I have had the rare opportunity to wake up every morning and view an old 1880 oil painting by the famous British Impressionist James Charles (1851-1906)
James Charles, Untitled
[link] It was just a freak accident that I connected with the right dealer at the right time and could buy this painting. It really belongs in a museum. James Charles's father was a cabinet maker and raised a gifted child. He was groomed and accepted into the Royal Academy and a student he apparently made many friends. Bored with the RA's structure and due to events in the art-world, he dropped out of the RA and joined the impressionists movement. He finished at the Académie Julian in France and pursued and promoted the plein-air movement where basically the artists worked to capture the lighting of out-door nature.

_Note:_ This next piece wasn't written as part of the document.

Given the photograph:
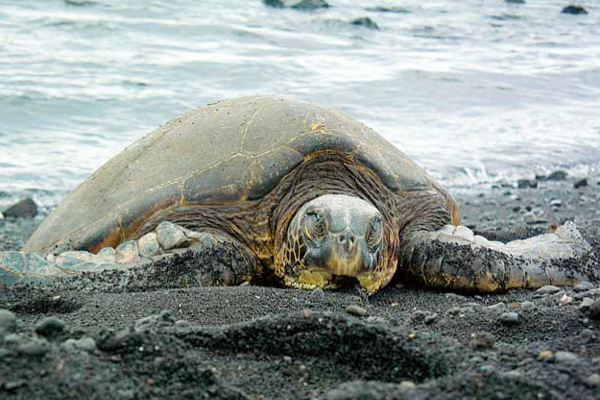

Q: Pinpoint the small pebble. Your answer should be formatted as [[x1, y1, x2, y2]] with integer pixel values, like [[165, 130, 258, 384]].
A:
[[448, 307, 461, 315], [365, 315, 388, 324], [115, 240, 140, 264], [554, 351, 579, 363], [310, 288, 325, 301], [558, 293, 573, 306], [35, 317, 65, 336], [537, 350, 554, 361], [175, 319, 194, 335], [423, 313, 437, 325], [521, 301, 535, 310], [573, 178, 587, 189], [500, 311, 519, 325], [446, 293, 467, 301], [0, 347, 12, 360], [536, 285, 560, 294], [573, 281, 596, 292], [17, 337, 50, 356], [95, 247, 117, 263], [63, 337, 96, 352], [400, 381, 417, 392], [577, 297, 594, 311], [585, 374, 600, 387], [579, 328, 596, 342], [589, 300, 600, 320], [4, 333, 22, 343], [2, 381, 25, 392], [345, 305, 367, 317], [469, 331, 496, 349], [0, 309, 17, 335], [479, 365, 496, 376], [502, 369, 521, 379]]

The painting I have is untitled, but consists of a straw thatched roof cabin, a typical scene in some older James Charles paintings. It's very rich impasto technique gives the scene a 3D look, but still impressionistic. It is Autumn and a fire burns in the fireplace. Grasses are dry and trees, while still green but has a brown shade of the seasons change upon them. Unlike the impressionists like Monet, Degas, Cezanne, James Charles was not shy of detail. He will add these amazingly detailed highlights to the larger brush work that complete the picture as can be seen in the in the roof and grasses. I've really come to enjoy this painting more and more. Even more impressive when you come to appreciate that it is plein-air and was all done outdoors at the scene being painted.